Diretor nacional da Polícia Judiciária deixa aviso grave
O diretor nacional da Polícia Judiciária, Carlos Cabreiro, lançou um alerta preocupante sobre uma nova tendência entre jovens portugueses: a utilização de aplicações como o WhatsApp para criar e partilhar imagens falsas de nudez através de Inteligência Artificial. O responsável falava na Assembleia da República durante uma audição relacionada com o projeto de lei que pretende limitar o acesso de menores às redes sociais e plataformas digitais.
Segundo explicou, estão a surgir grupos privados onde adolescentes partilham fotografias manipuladas de colegas e amigos, recorrendo a ferramentas de IA que conseguem gerar imagens de nudez extremamente realistas. Apesar de serem falsas, estas fotografias mantêm os rostos verdadeiros dos jovens, criando situações de humilhação pública, isolamento e forte impacto psicológico. O dirigente da PJ alertou que o efeito destas montagens pode ser tão destrutivo como o de uma fotografia verdadeira divulgada sem consentimento.

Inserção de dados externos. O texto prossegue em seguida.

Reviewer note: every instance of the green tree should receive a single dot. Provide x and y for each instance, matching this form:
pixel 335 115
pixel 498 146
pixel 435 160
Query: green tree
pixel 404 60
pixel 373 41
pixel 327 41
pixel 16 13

Durante a intervenção, Carlos Cabreiro defendeu que a futura legislação não deve abranger apenas redes sociais como Facebook, Instagram ou TikTok, mas também plataformas de comunicação privada como WhatsApp, Messenger, Signal e Telegram. O responsável acredita que estas aplicações estão cada vez mais a ser usadas para disseminar conteúdos manipulados e para promover fenómenos de cyberbullying entre menores, algo que preocupa as autoridades portuguesas.
O projeto de lei apresentado pelo PSD já foi aprovado na generalidade no Parlamento e prevê que apenas jovens com 16 ou mais anos possam aceder livremente às redes sociais. Entre os 13 e os 16 anos, será necessário consentimento parental expresso e verificado. A discussão continua agora na especialidade, numa altura em que o avanço da Inteligência Artificial levanta novos desafios à proteção digital de crianças e adolescentes em Portugal.